Yeter, bu ülkeden barış beklemesin kimse artık.
Ahiret inancı olmayan toprağımıza gömülmesin, gitsin bir denize atsın kendini.
Etrafımızdaki dünya yanıyor, çocuklar denizlerde ölüyor, bombalar çocuk parçalamak için yarışır halde, yeni silahlar genç kızlarımızın odalarında deneniyor, topraklar daha önce görmedikleri şekilde çalkalanıyor ve sen bu alçakların yeniden bir afyon gibi uzattığı barışa gözünü dikiyorsun. Lanet olsun onların barışına! Çek gözlerini barıştan ve ölüme dön. Ölümü isteyen yaşar bu dünyada ancak. Onlar sağlam kaleler içinde, binlerce fitlik yükseklikte olmadan asla savaşamazlar bilmiyor musun? Ölümü iste ki, sana şerefli bir yaşam sunulsun hem de önünde eğilerek. Sen ölümü iste onlar sana barış sunsun. Ben kimseye barış sunmayacağım artık.
Ölümle korkutmasın sakın kimse sizi. Ey Müslüman zaten öleceksin, geberip gideceksin pis bir hastalık yatağında yahut bir kazada yahut bir cinayette yahut bir günaha batmışken… Bunu mu istiyorsun? Ölmeyeceğini mi sanıyorsun yoksa akıl yoksunu? Öleceksin! Bunu biliyorsun. Sakın bir barış çubuğunu bedenine sokmuşken ölme, sakın! Hesabını veremezsin.
Sen ölümün oğlusun! Barışın piçi değilsin.

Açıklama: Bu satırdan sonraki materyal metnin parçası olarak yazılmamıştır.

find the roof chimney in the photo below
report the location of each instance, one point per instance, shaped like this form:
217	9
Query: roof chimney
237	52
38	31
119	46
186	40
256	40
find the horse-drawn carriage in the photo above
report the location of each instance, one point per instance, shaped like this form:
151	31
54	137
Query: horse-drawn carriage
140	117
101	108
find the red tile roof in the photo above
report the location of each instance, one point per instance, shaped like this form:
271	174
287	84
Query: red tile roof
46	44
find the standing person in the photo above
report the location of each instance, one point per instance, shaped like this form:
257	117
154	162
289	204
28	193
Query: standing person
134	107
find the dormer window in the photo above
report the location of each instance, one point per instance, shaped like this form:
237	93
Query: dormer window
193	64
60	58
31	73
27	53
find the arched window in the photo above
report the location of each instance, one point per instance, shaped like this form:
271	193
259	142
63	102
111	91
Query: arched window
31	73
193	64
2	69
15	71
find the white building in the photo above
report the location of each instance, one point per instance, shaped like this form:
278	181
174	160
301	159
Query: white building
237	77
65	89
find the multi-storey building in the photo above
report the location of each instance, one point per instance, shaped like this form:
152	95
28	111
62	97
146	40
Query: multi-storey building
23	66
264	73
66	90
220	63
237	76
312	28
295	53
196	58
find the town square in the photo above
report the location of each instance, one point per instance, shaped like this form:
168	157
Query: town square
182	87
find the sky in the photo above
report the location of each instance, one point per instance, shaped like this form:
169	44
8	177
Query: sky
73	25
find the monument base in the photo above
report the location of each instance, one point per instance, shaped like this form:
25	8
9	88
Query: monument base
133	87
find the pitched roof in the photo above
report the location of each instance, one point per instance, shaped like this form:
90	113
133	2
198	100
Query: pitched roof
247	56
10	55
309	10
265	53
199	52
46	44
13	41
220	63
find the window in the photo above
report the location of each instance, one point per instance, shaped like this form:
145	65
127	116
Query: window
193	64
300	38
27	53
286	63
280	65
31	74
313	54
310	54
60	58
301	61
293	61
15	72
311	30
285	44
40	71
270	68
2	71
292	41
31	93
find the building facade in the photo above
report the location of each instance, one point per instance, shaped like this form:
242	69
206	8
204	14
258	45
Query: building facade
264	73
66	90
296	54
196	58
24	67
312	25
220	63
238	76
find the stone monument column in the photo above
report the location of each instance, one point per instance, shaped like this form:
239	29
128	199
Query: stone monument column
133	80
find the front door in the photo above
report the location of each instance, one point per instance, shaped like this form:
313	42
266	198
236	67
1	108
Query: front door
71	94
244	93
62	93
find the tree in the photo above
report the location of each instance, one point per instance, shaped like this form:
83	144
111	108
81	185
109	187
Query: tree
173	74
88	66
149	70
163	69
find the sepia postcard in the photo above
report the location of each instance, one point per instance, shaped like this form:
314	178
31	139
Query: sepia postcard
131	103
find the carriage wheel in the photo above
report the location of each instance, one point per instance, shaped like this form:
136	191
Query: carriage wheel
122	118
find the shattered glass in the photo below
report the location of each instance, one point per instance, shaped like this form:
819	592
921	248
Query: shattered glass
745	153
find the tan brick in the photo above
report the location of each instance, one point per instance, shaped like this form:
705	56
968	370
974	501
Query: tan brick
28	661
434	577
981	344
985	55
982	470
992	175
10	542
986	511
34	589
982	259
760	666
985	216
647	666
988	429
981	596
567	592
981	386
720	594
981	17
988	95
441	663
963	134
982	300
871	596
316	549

Sen ancak şerefli bir hayat için ölmeyi göze alanlardan ol yoksa Allah senin canını yine alacak ve ödülün cennet olmayacak.
Kim; hangi devasa güç, hangi nükleer kuvvet, hangi süper güç benden barış istiyorsa gelip kendisi alsın! Ben onlara hak ettiklerini vereceğim. Bir Müslüman dünyaya bedel olacak kadar kudreti Allah’tan alır.
Yalnız mıyım? Değilim. Ahrete inanan ama reel politik ile değil Allah ile düşünen pek çok kardeşim olduğunu düşünüyorum. Şimdi, yerimden kalkıp savaşa falan girmeyeceğim. Elime silah alıp herhangi bir cepheye de gidecek değilim. Sizi bir saldırı için topluyor da değilim. Haydi, gidin ve savaşın da demiyorum. Açık ve net şunu diyorum: ARTIK ÖLÜMDEN KORKMAYIN VE BARIŞA İNANMAYIN! Artık maaşınızı düşündüğünüz kadar olsun bir kez tarihi ve ahreti düşünün. Tarihe bakın ve ahretinizi görün. Artık kim gibi olacaksanız karar verin. Ya dininizi değiştirin ya fikrinizi. Böyle iki arada bir derede müşrik münafık yaşayıp gidemeyiz. Safınız net olsun.
Latin gavuru böyle demiş: “Si vis pacem, para bellum.”
Dedem şöyle demiş: ”Eğer ister isen sulh-u salah hazır ol cenge!”
İkisi de aynı anlama geliyor. Benim barışım yok, onu sen bana ellerinde çiçeklerle sunacaksın. Ben de adalet denk olduysa ve öfkem dindiyse kabul edeceğim.
Bir ayda trafik kazasında kaybettiklerimiz bile bir yılda teröre şehit verdiklerimizden fazla. Savaşın korkusu savaşın kendisinden daha kötüdür. Ne diyorsun, var mısın geçici dünya keyfinden vazgeçmeye ve ölüm korkusundan kurtulmaya? Var mısın daha şerefli bir hayat için zihnindeki bu sülükleri sökmeye?
Haydi şimdi kalk, bizden barış isteyenlere dünyanın kaç bucak olduğunu gösterelim!